Parte della realtà modenese CBC Group, l'azienda CBC si occupa della produzione di impasti ceramici, dell’essicazione e della granulazione di materie prime. In particolare, gli impianti CBC dello stabilimento 2 sono specializzati nel processo di impasto a secco per bi-cottura rapida e porcellanato. È in questo specifico contesto che è stato mirato un intervento di ottimizzazione del processo produttivo, per l'ottimizzazione delle performance degli impianti e del risparmio energetico, basato sul revamping totale (automazione, bus di campo e motorizzazioni) degli impianti. Nel progetto sono stati coinvolti il fornitore di soluzioni di automazione Omron e il system integrator Rem Automazioni.

L’impianto originale CBC include un ventilatore di processo, i sistemi di trasporto, la ventola e i mulini (pre-macinatore e macinatore, ovvero primario e secondario) che presentano avviamenti elettrici pesanti e prolungati, con forti sollecitazioni meccaniche in linea.
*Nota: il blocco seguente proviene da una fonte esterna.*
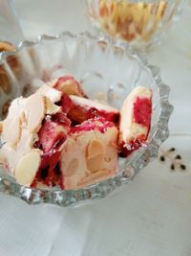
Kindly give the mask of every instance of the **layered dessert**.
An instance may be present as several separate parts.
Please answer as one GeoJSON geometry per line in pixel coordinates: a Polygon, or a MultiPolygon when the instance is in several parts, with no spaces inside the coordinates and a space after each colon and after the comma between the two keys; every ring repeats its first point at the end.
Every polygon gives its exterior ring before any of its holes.
{"type": "Polygon", "coordinates": [[[146,143],[151,114],[148,88],[135,88],[117,110],[64,76],[11,102],[0,125],[0,163],[24,186],[86,187],[114,176],[118,156],[146,143]]]}

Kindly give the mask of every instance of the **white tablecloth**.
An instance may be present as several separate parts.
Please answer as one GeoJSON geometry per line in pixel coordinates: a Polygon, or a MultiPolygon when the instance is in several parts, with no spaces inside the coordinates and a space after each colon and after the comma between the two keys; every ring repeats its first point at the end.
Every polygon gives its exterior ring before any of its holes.
{"type": "MultiPolygon", "coordinates": [[[[80,0],[14,2],[27,38],[90,30],[80,0]]],[[[185,10],[168,38],[148,55],[160,66],[175,105],[174,135],[163,148],[176,147],[187,172],[171,173],[170,163],[156,160],[121,192],[79,208],[29,206],[1,195],[0,255],[191,255],[190,25],[191,10],[185,10]]]]}

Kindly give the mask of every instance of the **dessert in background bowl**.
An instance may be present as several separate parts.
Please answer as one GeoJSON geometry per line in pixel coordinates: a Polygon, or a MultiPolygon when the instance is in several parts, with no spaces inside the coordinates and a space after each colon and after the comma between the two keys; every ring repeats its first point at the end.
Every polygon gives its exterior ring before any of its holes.
{"type": "Polygon", "coordinates": [[[126,44],[63,33],[23,42],[2,61],[12,101],[1,123],[1,192],[73,205],[105,198],[158,156],[169,87],[126,44]],[[10,56],[22,66],[20,80],[10,56]]]}
{"type": "Polygon", "coordinates": [[[94,26],[113,38],[145,50],[159,44],[178,17],[180,0],[87,0],[94,26]]]}

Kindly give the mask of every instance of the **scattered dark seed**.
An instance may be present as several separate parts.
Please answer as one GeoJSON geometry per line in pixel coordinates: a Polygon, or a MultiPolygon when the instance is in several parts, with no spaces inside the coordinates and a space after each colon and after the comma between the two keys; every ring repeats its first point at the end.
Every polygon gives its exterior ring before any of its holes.
{"type": "Polygon", "coordinates": [[[180,167],[181,170],[186,170],[186,166],[183,165],[183,164],[181,164],[180,167]]]}
{"type": "Polygon", "coordinates": [[[175,165],[172,164],[172,165],[170,166],[170,169],[171,169],[171,170],[175,170],[175,165]]]}
{"type": "Polygon", "coordinates": [[[162,162],[164,162],[165,161],[165,157],[163,155],[160,155],[159,156],[159,160],[162,161],[162,162]]]}
{"type": "Polygon", "coordinates": [[[169,150],[168,150],[168,151],[175,151],[176,150],[175,150],[175,148],[170,148],[169,150]]]}
{"type": "Polygon", "coordinates": [[[175,156],[175,159],[181,159],[180,154],[177,154],[177,155],[175,156]]]}

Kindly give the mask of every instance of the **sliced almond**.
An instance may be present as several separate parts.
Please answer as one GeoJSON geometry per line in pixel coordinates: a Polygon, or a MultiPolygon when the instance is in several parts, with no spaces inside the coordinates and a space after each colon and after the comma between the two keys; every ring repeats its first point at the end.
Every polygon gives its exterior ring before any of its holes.
{"type": "Polygon", "coordinates": [[[91,173],[96,173],[100,170],[102,162],[103,162],[104,154],[100,153],[92,158],[86,159],[87,168],[91,173]]]}
{"type": "Polygon", "coordinates": [[[21,185],[30,186],[40,166],[40,153],[33,151],[24,155],[15,170],[15,178],[21,185]]]}
{"type": "Polygon", "coordinates": [[[79,90],[78,84],[74,81],[66,81],[57,86],[57,89],[68,94],[68,95],[76,95],[81,96],[81,92],[79,90]]]}
{"type": "Polygon", "coordinates": [[[37,131],[45,116],[45,103],[42,95],[35,93],[28,98],[25,114],[30,131],[37,131]]]}
{"type": "Polygon", "coordinates": [[[78,167],[79,167],[79,160],[77,158],[74,158],[69,163],[64,175],[67,177],[74,175],[76,173],[78,167]]]}
{"type": "Polygon", "coordinates": [[[37,93],[46,96],[49,98],[53,103],[57,103],[61,100],[62,93],[61,91],[58,91],[54,88],[52,88],[51,86],[44,84],[41,86],[38,90],[37,93]]]}
{"type": "Polygon", "coordinates": [[[87,148],[87,157],[93,158],[105,153],[105,146],[99,139],[92,139],[87,148]]]}
{"type": "Polygon", "coordinates": [[[2,138],[8,142],[11,147],[14,147],[21,135],[21,121],[18,117],[7,118],[3,122],[2,138]]]}
{"type": "Polygon", "coordinates": [[[49,98],[45,97],[46,114],[53,115],[61,111],[61,107],[54,105],[49,98]]]}

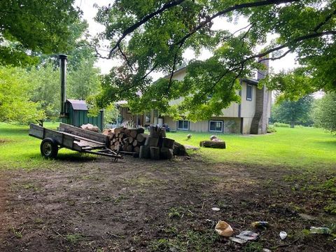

Il vecchio sistema in uso prevedeva un avviamento tradizionale stella-triangolo, che però presentava forti correnti all’avvio, stress meccanici, usura delle componenti elettriche e cadute di tensione dovute all’assorbimento istantaneo. Più in generale, l’impianto era penalizzato dalla mancanza di una regolazione e, di conseguenza, di un’ottimizzazione in termini di resa ed energy saving. I motori in uso, per una potenza totale pari ≈600 kW, sono così ripartiti: 75 kW mulino pre-macinatore, 75 kW mulino macinatore e 132 kW ventilatore di processo nell’impianto n. 1; 90 kW mulino pre-macinatore, 110 kW mulino macinatore e 110 kW ventilatore di processo nell’impianto n. 2.

Gli interventi realizzati sul primo impianto di macinazione e trattamento materie prime hanno riguardato l’installazione di inverter Omron delle famiglie A1000, RX e F7, per il controllo dei motori di maggiore potenza, e di quadri elettrici climatizzati nelle singole zone di lavorazione, ognuna comandata da plc Omron CJ2 e la creazione di isole remote in DeviceNet. I plc Omron sono collegati in rete tra di loro, con gli I/O distribuiti sugli impianti e con un Hmi. Una specifica distribuzione intelligente dei quadri elettrici e delle isole remote ha consentito una semplice esecuzione dell’impianto con risparmio di cablaggio e manodopera. È stata scelta una comunicazione di rete DeviceNet, al fine di una maggiore fruibilità e gestione dell’intero impianto.

Questi interventi hanno massimizzato la flessibilità di controllo dell’impianto, ridotto lo stress meccanico ed elettromeccanico sull’impianto e sui singoli componenti, migliorato l’assorbimento di linea e, infine, introdotto una regolazione ottimale dell’impianto e un’ottimizzazione in termini di resa ed energy saving. Più in dettaglio, per quanto riguarda l’energy saving relativo all’impianto CBC n. 1, esistente e già operativo, è stato calcolato un risparmio di 745.000 kWh/anno, pari a circa 89.000 euro/anno (0,12 euro/kWh) poiché si è passati da una potenza assorbita, a velocità fissa senza inverter, di 3.769.339 kWh/anno a una potenza, con velocità variabile (controllo con inverter), di 3.024.339 kWh/anno. Il periodo di payback sull’impianto 1, tenendo conto di un investimento iniziale di revamping pari a 27.000 euro, è stato calcolato da CBC in circa tre mesi.